Не перечитывая, я сунула письмо в карман рюкзака. И на следующее утро принесла его Беатриче – уверенная, гордая. Она развернула письмо, быстро прочла.

– Не пойдет, – заключила она, поднимая глаза. – Тут полно ошибок, повторов. Патетики. Прямо хочется позвонить в соцслужбу. Нельзя же ему все подряд вываливать! Придерживай себя. Отфильтровывай.

Я ощутила боль, физическую. Опустошающее чувство отверженности. Потому что это было про меня. Не про мою одежду, мой акцент, мою прическу, а я про меня саму.

Но я послушалась. Второй день подряд я сидела на своем «рабочем месте». Сейчас, через столько лет, хочется отметить, какую огромную власть имела надо мной Беатриче. И что если бы не она, то я – парадоксальная вещь – так никогда бы и не начала писать.

На этот раз я попробовала контролировать себя, фильтровать, что пишу, не получая от этого никакого удовольствия. Сидела на стуле деревянная, чинная.

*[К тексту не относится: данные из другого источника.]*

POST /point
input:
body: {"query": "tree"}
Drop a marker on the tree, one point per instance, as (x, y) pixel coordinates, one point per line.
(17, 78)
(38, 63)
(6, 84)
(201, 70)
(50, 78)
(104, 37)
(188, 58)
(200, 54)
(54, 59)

Писала слово – и зачеркивала, другое – зачеркивала. Перевод бумаги. Невероятные усилия. Весь итальянский язык казался опасным, чрезмерным, неуместным – как и я.

Утром в пятницу я вручила Беатриче полстраницы сдавленного мычания.

– Это что? – Она недовольно вернула мне письмо. – Теперь ты ничего не написала. Скачешь от одного полюса к другому. Ты должна соблазнить его, а не зевоту у него вызвать.

Я поняла, чего она от меня хочет, и на третий день начала выдумывать, придерживаясь при этом своей первой версии. Перечитала, разорвала. Начала заново, привирая все больше и больше. Открыла «Ложь и чары»: ни разу еще не заходила дальше тридцатой страницы, а теперь разобрала на цитаты, копируя отдельные слова и целые фразы. Бессистемно, что понравится.

Я навыдумывала случаи из прошлого, которых не было. Преобразила свой дом и с виа Тросси на окраине переместила его в самый центр. Мама – работница фабрики, воровка – превратилась в художницу, одержимую муками творчества. Никколо лишился гребня и пирсинга, оделся в черное, получил черное кожаное пальто, длинные волосы и набеленное лицо, поскольку мне больше нравились металлисты. Я вошла во вкус, отбросила всякую щепетильность. Всю субботу и воскресенье я меняла свою жизнь.